Saturday, May 18, 2013

International Transmission Mechanism and Tourism

I've started a new job!  I'm now a Principal Analyst within the Sector Performance team within the Ministry of Business, Innovation and Employment (MBIE).  What a rush!  This has been my third week and I feel like I'm starting to get my feet under the table and hang of the role. 

The Sector Performance team, as its name suggests, has responsibility for analyzing the economic performance of different economic sectors within the economy.  Its focus is sectors - not necessarily industries - for example, we look at the Tourism sector, and the Science and Innovation sector.  Those sector's economic activity span different industry definitions.  We look across industries and at the performance of an economic activity as a whole.

Tourism is one of our foci.  This week, MBIE released this:

International Trade Flows
Take a look at the picture on that webpage and think about what is happening. 

One of the lessons from Open Economy economics is the role trade plays in transmitting economic shocks around the globe.  Back in the days of the Gold Standard, gold underpinned the monetary base of countries.  Changes in the volume of gold held by a country expanded or contracted their banking and monetary base, leading to expansions or contractions in aggregate demand.  The economic prospects of countries were intimately entwined.  Prosperity in one country lead to an increase in import demand from that country.  Gold would move from the prosperous country out to other countries, in the process, reducing the monetary base of the prosperous country, and expanding the monetary base of foreign countries.  As gold flowed according to trade patterns, changes in gold base between different countries "transmitted" economic fortunes between countries.

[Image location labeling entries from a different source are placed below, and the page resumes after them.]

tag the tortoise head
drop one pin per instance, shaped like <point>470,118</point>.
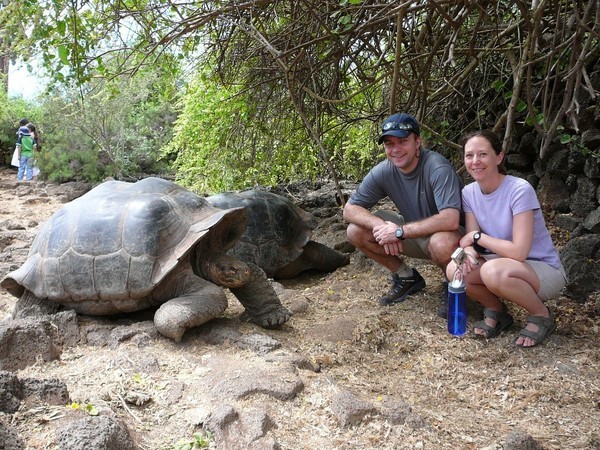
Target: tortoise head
<point>224,270</point>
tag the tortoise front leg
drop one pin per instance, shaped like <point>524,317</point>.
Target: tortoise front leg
<point>194,302</point>
<point>261,301</point>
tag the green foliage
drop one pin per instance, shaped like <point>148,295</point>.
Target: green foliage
<point>223,142</point>
<point>115,130</point>
<point>89,408</point>
<point>198,441</point>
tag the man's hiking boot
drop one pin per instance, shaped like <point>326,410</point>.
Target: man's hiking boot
<point>402,288</point>
<point>443,307</point>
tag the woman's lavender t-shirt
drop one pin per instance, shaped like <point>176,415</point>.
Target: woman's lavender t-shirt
<point>494,214</point>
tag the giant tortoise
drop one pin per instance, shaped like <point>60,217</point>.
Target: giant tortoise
<point>278,235</point>
<point>124,247</point>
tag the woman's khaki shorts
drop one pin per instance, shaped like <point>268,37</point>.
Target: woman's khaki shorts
<point>552,280</point>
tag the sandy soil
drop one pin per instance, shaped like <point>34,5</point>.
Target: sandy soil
<point>468,393</point>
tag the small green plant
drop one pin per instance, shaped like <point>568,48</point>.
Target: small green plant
<point>87,407</point>
<point>199,440</point>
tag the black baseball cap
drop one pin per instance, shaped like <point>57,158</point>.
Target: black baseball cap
<point>399,125</point>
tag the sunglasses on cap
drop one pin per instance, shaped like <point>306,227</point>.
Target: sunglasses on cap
<point>400,126</point>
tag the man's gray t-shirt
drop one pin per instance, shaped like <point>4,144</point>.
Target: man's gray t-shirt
<point>427,190</point>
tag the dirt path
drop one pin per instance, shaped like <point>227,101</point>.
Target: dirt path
<point>464,393</point>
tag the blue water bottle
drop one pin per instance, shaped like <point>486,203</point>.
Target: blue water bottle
<point>457,307</point>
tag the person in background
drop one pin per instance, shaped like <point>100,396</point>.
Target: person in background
<point>36,141</point>
<point>425,189</point>
<point>511,254</point>
<point>26,152</point>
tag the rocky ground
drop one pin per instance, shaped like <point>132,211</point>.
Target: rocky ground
<point>344,373</point>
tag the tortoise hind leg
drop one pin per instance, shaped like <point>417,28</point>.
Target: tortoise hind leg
<point>200,302</point>
<point>262,304</point>
<point>315,256</point>
<point>30,305</point>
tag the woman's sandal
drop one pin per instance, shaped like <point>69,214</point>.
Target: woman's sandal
<point>503,321</point>
<point>545,325</point>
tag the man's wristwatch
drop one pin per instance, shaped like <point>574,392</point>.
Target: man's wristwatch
<point>400,233</point>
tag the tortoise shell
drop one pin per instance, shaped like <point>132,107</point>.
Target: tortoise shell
<point>118,241</point>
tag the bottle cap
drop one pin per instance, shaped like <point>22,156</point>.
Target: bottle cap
<point>456,283</point>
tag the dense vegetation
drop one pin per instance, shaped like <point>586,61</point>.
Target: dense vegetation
<point>229,94</point>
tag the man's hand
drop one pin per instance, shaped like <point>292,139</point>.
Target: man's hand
<point>385,235</point>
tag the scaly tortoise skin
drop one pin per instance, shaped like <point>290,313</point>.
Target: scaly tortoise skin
<point>278,235</point>
<point>124,247</point>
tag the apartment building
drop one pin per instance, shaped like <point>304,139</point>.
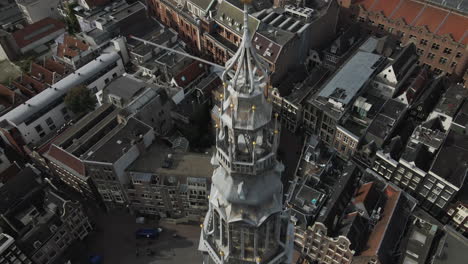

Moving on neigh on 100 years to now (World War 1 saw countries depart form the Gold Standard - it stuttered and stammered back into life after the war until World War 2 when it was dropped again) international trade flows continue to be one of the main mechanisms for changing economic fortunes between countries.  Upturns and downturns in domestic conditions between different countries continue to play out as increases and decreases in imports demanded from other countries.  One countries imports is another's exports, and another's economic production and source of incomes.  Changes in imports impact and influence economic conditions in other countries.

So ... with that little story under your belt, have another look at the graph on that web page and read it again.  Here it is below:

One of the most notable trends is the long term decline in tourist expenditure from USA and UK tourists.  Since 2001, USA tourist spending in New Zealand has generally declined.  Since 2006, UK tourist spending in New Zealand has approximately halved.   Japanese tourists have decreased their spending.  On the flipside, China's tourists spend, since 2006, has more that doubled.

And the domestic fortunes of the USA, UK, Japan and China?  From here and here:

Until recently Japan's economic growth has been significantly lower than the OECD average.  The UK economic growth bobbed along at about 3 percent between 1999 and 2007.  But since 2007, its economic fortunes have drastically declined and its economic growth rate has been significantly below the OECD average.  And the USA has been on a long run slow economic growth decline since 1999.

China, however, according to the OECD, has mostly experienced double digit economic growth, without growth only slightly falling over the Global Financial Crisis period.

These tourism spend measures turn out to be quite cute thermometer and example of the international economic transmission mechanism.